Puppeteer is a Node.js package released by the Chrome development team in 2017, along with Headless Chrome. Used to simulate the running of Chrome. It provides a high-level API to control headless Chrome or Chromium via the DevTools protocol, and it can also be configured to use full (non-headless) Chrome or Chromium.
Before learning about Puppeteer, let’s take a look at Chrome DevTool Protocol and Headless Chrome.
What is Chrome DevTool Protocol
- CDP is based on WebSocket and uses WebSocket to realize fast data channel with browser kernel.
- CDP is divided into multiple domains (DOM, Debugger, Network, Profiler, Console…). Each domain defines related Commands and Events.
- Some tools can be used to debug and analyze Chrome based on CDP. For example, the Chrome Developer Tool is implemented based on CDP.
- Many useful tools are implemented based on CDP, such as Chrome Developer Tools, Chrome-remote-Interface, Puppeteer, etc.
What is Headless Chrome
- You can run Chrome in an unbounded environment.
- Operate Chrome from the command line or programming language.
- Without human intervention, operation is more stable.
- Start Chrome in Headless mode by adding the parameter “headless” when you start Chrome.
- Click here to see what parameters chrome can add when it starts.
Headless Chrome is a feature-free version of the Chrome browser that allows you to run applications using all of Chrome’s supported features without having to open the browser.
What is the Puppeteer
- Puppeteer is the Node.js tool engine.
- Puppeteer provides a series of apis that control the behavior of Chromium/Chrome through the Chrome DevTools Protocol.
- Puppeteer, by default, starts Chrome with headless.
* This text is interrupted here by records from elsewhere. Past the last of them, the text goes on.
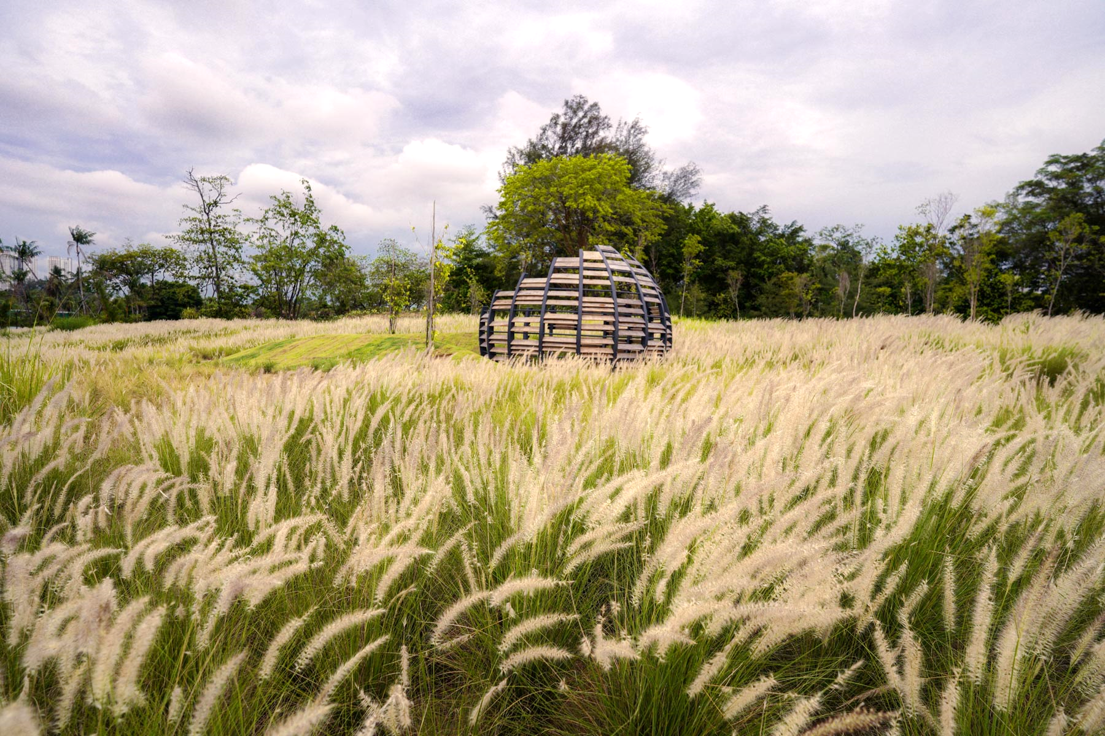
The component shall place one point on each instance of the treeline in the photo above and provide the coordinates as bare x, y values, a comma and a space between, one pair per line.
284, 262
583, 180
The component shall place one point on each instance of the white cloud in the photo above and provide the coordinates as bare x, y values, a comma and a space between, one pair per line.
670, 106
843, 112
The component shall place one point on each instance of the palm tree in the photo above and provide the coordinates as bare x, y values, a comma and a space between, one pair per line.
27, 251
80, 239
24, 252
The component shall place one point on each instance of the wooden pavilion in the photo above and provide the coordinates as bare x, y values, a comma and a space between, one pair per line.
600, 305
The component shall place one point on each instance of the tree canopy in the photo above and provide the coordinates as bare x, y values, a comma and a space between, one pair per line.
559, 206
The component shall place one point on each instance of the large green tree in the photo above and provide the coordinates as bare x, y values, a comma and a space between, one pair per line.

You can also start Chrome with an interface using parameters.
- Puppeteer is bound to the latest Chromium version by default, and can be bound to a different version by itself.
- Puppeteer allows us to communicate with the browser without knowing too much about the underlying CDP protocol.
What can Puppeteer do
Official: Most of the things you can do manually in a browser can be done with Puppeteer! Example:
- Generate screen captures and PDF of the page.
- Crawl SPA or SSR sites.
- Automated form submission, UI testing, keyboard input, etc.
- Create the latest automated test environment. Run tests directly in the latest version of Chrome, using the latest JavaScript and browser features.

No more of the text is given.